Some myotonic patients can manage their myotonia by adapting lifestyle and exercise, while others require pharmacologic therapy to improve quality of life.[6] Due to their sodium channel blocking effects, antiepileptic and cardiac antiarrhythmic drugs and some other drugs have long been used empirically for the symptomatic treatment of myotonia.[3,6] Mexiletine, a class IB antiarrhythmic drug that acts by increasing the rapid inactivation of sodium channels, is currently known as the most effective drug in nondystrophic myotonias.[3,7] Other drugs that have demonstrated efficacy include carbamazepine, phenytoin,[2,5] lamotrigine,[3,8] and ranolazine.[3,9] In addition to sodium channel blockers, the carbonic anhydrase inhibitor acetazolamide has also been used for symptomatic treatment.
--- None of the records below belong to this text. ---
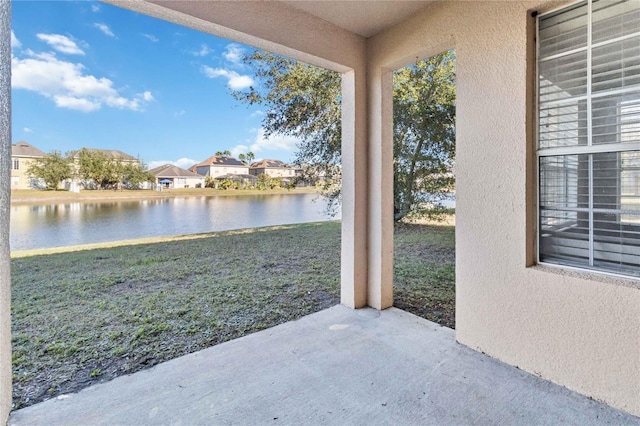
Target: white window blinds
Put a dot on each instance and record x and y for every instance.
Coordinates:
(589, 136)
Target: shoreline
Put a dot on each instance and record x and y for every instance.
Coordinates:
(43, 197)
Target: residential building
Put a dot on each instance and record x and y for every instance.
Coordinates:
(273, 168)
(170, 176)
(22, 156)
(219, 165)
(546, 130)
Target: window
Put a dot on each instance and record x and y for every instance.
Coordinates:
(589, 136)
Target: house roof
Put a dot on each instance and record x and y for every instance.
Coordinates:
(111, 153)
(171, 171)
(220, 160)
(270, 164)
(23, 149)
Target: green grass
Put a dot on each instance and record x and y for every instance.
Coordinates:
(88, 316)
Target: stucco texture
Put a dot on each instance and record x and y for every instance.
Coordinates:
(581, 333)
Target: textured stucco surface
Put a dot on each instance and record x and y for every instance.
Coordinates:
(581, 333)
(5, 194)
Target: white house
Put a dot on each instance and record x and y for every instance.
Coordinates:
(546, 94)
(273, 168)
(170, 176)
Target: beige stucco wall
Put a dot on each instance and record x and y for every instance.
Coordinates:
(578, 330)
(5, 210)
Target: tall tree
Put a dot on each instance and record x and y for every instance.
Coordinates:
(304, 101)
(53, 168)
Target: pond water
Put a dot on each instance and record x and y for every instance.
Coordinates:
(57, 225)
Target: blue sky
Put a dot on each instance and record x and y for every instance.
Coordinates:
(88, 74)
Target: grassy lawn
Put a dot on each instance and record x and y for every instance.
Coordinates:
(87, 316)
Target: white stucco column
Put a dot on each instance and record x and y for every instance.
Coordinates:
(353, 291)
(5, 194)
(380, 214)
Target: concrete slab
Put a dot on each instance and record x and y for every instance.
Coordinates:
(338, 366)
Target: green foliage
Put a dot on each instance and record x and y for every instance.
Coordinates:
(266, 182)
(247, 158)
(424, 135)
(135, 174)
(226, 184)
(53, 168)
(303, 101)
(98, 168)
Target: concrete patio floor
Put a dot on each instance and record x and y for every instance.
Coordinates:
(338, 366)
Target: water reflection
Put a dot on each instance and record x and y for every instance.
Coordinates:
(83, 223)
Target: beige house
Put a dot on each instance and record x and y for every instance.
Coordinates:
(22, 156)
(219, 165)
(273, 168)
(546, 143)
(170, 176)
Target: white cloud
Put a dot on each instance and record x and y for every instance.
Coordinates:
(151, 37)
(234, 80)
(66, 84)
(204, 51)
(62, 44)
(15, 43)
(263, 143)
(234, 54)
(239, 149)
(146, 96)
(184, 163)
(104, 28)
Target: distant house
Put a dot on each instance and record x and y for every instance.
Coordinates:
(219, 165)
(273, 168)
(111, 153)
(243, 180)
(22, 156)
(170, 176)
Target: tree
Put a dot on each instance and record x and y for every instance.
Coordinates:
(99, 168)
(424, 135)
(304, 101)
(53, 168)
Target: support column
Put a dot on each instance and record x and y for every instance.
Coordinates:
(5, 195)
(354, 260)
(380, 231)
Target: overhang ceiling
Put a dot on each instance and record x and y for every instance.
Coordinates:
(365, 18)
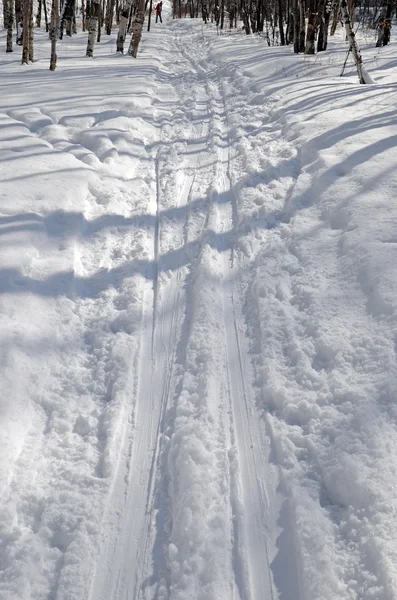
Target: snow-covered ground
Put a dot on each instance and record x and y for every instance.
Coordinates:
(198, 297)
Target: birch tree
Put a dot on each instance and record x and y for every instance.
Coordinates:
(354, 49)
(27, 35)
(8, 16)
(53, 34)
(93, 11)
(137, 26)
(124, 16)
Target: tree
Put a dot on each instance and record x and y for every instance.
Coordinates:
(355, 50)
(93, 12)
(53, 34)
(27, 36)
(137, 26)
(124, 16)
(8, 16)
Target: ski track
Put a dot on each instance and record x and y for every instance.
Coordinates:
(193, 235)
(181, 455)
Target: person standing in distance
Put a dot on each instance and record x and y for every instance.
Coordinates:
(158, 8)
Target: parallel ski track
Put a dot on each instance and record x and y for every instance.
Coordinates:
(250, 546)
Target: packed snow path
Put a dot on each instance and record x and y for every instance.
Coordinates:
(198, 324)
(193, 518)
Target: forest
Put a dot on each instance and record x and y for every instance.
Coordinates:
(306, 24)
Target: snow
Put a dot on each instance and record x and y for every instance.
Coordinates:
(198, 321)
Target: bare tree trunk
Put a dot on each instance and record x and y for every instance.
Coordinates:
(355, 50)
(137, 28)
(302, 26)
(25, 32)
(53, 34)
(125, 13)
(31, 31)
(335, 17)
(280, 22)
(38, 15)
(83, 15)
(8, 16)
(296, 26)
(47, 27)
(311, 28)
(351, 7)
(150, 15)
(100, 21)
(93, 17)
(109, 16)
(324, 17)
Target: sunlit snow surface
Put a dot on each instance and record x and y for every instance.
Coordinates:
(198, 295)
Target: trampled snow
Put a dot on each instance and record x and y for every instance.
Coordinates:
(198, 321)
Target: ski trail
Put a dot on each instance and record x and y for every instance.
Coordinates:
(250, 448)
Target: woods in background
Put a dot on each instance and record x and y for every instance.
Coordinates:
(305, 24)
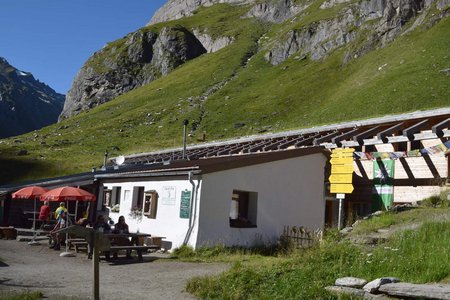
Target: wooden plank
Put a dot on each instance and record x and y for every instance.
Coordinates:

Although its efficacy remains unclear, it is thought to reduce muscle fiber excitability through its effect on intracellular pH. However, its effectiveness has not been conclusively demonstrated in randomized clinical trials.[6,10]
In conclusion, this case illustrated the clinical features of PC due to a presumed sporadic sodium channel mutation. We underscore the importance of recognizing PC, even in the absence of family history, and support early therapeutic intervention to improve patient outcomes. Genetic analysis remains a cornerstone for confirmation and classification of such channelopathies.